NeuroImage: Clinical | 2015
K. Suzanne Scherf; Daniel Elbich; Nancy J. Minshew; Marlene Behrmann
Despite the impressive literature describing atypical neural activation in visuoperceptual face processing regions in autism, almost nothing is known about whether these perturbations extend to more affective regions in the circuitry and whether they bear any relationship to symptom severity or atypical behavior. Using fMRI, we compared face-, object-, and house-related activation in adolescent males with high-functioning autism (HFA) and typically developing (TD) matched controls. HFA adolescents exhibited hypo-activation throughout the core visuoperceptual regions, particularly in the right hemisphere, as well as in some of the affective/motivational face-processing regions, including the posterior cingulate cortex and right anterior temporal lobe. Conclusions about the relative hyper- or hypo-activation of the amygdala depended on the nature of the contrast that was used to define the activation. Individual differences in symptom severity predicted the magnitude of face activation, particularly in the right fusiform gyrus. Also, among the HFA adolescents, face recognition performance predicted the magnitude of face activation in the right anterior temporal lobe, a region that supports face individuation in TD adults. Our findings reveal a systematic relation between the magnitude of neural dysfunction, severity of autism symptoms, and variation in face recognition behavior in adolescents with autism. In so doing, we uncover brain–behavior relations that underlie one of the most prominent social deficits in autism and help resolve discrepancies in the literature.
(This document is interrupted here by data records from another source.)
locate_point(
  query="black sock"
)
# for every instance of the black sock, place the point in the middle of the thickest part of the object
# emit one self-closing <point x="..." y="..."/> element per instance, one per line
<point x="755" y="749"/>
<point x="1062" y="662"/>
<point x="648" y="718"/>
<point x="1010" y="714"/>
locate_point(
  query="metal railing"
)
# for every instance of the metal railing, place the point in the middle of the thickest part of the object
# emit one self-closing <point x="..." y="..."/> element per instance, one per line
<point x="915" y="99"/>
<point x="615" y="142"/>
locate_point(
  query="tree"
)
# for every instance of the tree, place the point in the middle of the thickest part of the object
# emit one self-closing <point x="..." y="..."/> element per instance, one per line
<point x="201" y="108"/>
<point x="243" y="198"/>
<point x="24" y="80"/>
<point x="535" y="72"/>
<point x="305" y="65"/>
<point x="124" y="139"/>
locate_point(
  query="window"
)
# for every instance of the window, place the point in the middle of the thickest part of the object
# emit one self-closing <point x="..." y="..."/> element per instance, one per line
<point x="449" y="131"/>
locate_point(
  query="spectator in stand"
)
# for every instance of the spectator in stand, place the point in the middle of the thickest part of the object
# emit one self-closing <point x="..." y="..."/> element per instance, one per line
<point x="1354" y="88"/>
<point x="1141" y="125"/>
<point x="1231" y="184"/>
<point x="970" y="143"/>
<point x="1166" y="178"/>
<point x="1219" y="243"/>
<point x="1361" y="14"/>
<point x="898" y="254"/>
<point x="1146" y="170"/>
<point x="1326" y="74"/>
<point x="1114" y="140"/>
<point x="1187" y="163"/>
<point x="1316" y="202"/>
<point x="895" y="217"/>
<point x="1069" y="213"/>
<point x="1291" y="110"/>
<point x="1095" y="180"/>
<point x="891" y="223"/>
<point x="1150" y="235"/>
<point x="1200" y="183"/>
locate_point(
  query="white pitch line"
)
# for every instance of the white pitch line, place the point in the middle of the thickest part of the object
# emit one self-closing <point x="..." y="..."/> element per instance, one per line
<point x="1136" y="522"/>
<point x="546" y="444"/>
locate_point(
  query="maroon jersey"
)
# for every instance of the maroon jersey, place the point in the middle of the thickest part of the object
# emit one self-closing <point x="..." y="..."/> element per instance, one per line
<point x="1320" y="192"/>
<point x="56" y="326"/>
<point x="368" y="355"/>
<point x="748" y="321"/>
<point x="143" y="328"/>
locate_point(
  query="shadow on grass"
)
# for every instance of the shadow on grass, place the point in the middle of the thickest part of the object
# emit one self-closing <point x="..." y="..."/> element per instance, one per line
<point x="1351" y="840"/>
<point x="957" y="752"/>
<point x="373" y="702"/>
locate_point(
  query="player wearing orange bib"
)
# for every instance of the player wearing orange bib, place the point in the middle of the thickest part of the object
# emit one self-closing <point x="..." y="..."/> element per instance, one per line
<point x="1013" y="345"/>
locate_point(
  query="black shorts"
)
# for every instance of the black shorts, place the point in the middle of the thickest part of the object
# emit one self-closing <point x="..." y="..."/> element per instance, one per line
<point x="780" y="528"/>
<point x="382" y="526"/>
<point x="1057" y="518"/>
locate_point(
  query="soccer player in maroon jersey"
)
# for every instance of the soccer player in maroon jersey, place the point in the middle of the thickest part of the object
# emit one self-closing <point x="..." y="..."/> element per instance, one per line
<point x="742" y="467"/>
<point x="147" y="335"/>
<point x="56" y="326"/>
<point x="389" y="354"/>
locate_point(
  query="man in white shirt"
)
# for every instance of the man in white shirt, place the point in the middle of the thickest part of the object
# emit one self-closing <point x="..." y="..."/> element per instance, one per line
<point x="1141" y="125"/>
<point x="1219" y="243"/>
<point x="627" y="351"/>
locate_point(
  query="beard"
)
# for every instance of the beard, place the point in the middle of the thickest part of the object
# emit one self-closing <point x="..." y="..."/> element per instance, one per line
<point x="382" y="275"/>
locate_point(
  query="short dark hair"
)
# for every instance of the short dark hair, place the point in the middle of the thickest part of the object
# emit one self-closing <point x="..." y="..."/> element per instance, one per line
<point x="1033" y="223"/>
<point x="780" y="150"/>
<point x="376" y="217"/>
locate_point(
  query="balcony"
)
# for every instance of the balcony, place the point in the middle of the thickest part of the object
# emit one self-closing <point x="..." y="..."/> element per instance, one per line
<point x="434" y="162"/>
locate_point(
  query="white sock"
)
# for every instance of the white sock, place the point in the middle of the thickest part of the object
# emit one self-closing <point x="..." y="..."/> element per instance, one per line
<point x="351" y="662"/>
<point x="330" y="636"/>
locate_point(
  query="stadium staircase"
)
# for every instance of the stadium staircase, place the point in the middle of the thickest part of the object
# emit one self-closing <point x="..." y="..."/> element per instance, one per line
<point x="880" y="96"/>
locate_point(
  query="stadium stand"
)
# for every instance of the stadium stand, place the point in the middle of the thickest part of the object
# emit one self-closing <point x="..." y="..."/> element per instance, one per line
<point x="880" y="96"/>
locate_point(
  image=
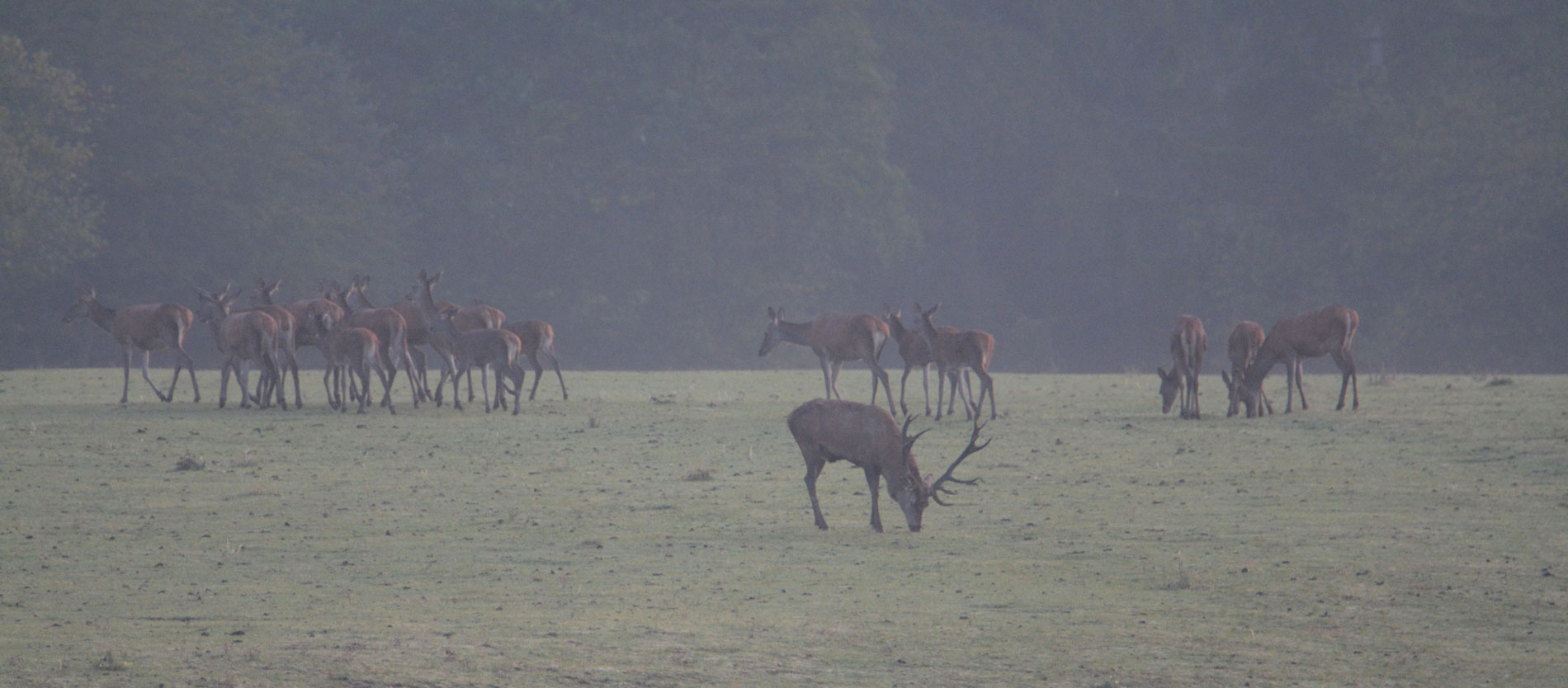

Developmental Science | 2016
Elisabeth M. Whyte; Marlene Behrmann; Nancy J. Minshew; Natalie V. Garcia; K. Suzanne Scherf
Multiple hypotheses have been offered to explain the impaired face-processing behavior and the accompanying underlying disruptions in neural circuitry among individuals with autism. We explored the specificity of atypical face-processing activation and potential alterations to fusiform gyrus (FG) morphology as potential underlying mechanisms. Adolescents with high functioning autism (HFA) and age-matched typically developing (TD) adolescents were scanned with sMRI and fMRI as they observed human and animal faces. In spite of exhibiting comparable face recognition behavior, the HFA adolescents evinced hypo-activation throughout the face-processing system in response to unfamiliar human, but not animal, faces. They also exhibited greater activation in affective regions of the face-processing network in response to animal, but not human, faces. Importantly, this atypical pattern of activation in response to human faces was not related to atypical structural properties of the FG. This atypical neural response to human faces in autism may stem from abnormalities in the ability to represent the reward value of social (i.e. conspecific) stimuli.